In deze kolommen hebben we al vaak geargumenteerd dat zulke maatregelen weinig zoden aan de dijk zetten, integendeel zelfs. Herhaling kan vermoeien, maar ook de propagandisten van de opgelegde arbeidsduurverkorting sparen moeite noch tijd om anderen van hun gelijk te overtuigen. We vatten onze argumentatie nog eens samen in vier punten.

Ten eerste, het is opvallend dat de geïndustrialiseerde landen waar het langst wordt gewerkt – de Verenigde Staten, Engeland en Japan – net die staten zijn met de laagste werkloosheidsgraad. Landen met hoge werkloosheidscijfers – zoals België, Italië en Spanje – hebben nu al de kortste werkweek. Dit is een opmerkelijk statistisch fenomeen, geen vaststelling van een oorzakelijk verband.
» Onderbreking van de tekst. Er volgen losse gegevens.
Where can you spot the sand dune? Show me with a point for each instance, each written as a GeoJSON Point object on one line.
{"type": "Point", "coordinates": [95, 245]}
Ten tweede, een opgelegde, algemene werktijdverkorting met loonbehoud verhoogt de bedrijfskosten. Dit fenomeen schrikt investeerders af, ook al omdat het de rendabiliteit van het geïnvesteerd kapitaal vermindert. Dit kapitaal kan minder intensief worden gebruikt. Bovendien leidt deze maatregel tot een intensivering van de inspanningen tot rationalisatie en automatisatie. Daardoor neemt niet alleen de werkloosheid opnieuw toe, maar ook de werkdruk voor degenen die nog aan de slag kunnen blijven. Het verhaal begint bijna satanische trekjes te krijgen wanneer, omwille van de alzo opgejaagde productiviteitscijfers, de werkenden nog eens extra loonsverhogingen menen te mogen claimen.

Ten derde, de hypothese dat algemene werktijdverkorting aanleiding kan geven tot een toename van de tewerkstelling houdt impliciet in dat men ervan uitgaat dat de werklozen nagenoeg probleemloos in bestaande jobs kunnen inschuiven. Zoiets is pure utopie. Het feit dat vandaag duizenden vacatures open blijven, vormt daarvan het duidelijkste bewijs. Het gros van onze werklozen is ongeschoold en/of onervaren. Als bedrijven deze mensen in het productieproces willen inschakelen, zijn ze verplicht om kosten te maken. Maar als de loonkosten niet minstens evenredig met die meerkosten dalen, leveren bedrijven die inspanning nooit. Men kan uiteraard proberen om bijkomende tewerkstelling op te leggen. Maar dat leidt dan tot ofwel aantasting van de rendabiliteit van de bedrijven, ofwel saneringen langs de achterdeur. In beide gevallen krimpt de tewerkstelling.

Ten vierde, de westerse landen staan met de vergrijzing van de bevolking voor een gigantische uitdaging, vooral inzake pensioenen en gezondheidszorg. Dat geldt zeker voor België. Een zo breed mogelijke economische basis is een noodzakelijke voorwaarde om deze moeilijke rit met zo min mogelijk kleerscheuren door te komen. Opgelegde arbeidsduurvermindering staat daar volkomen haaks op.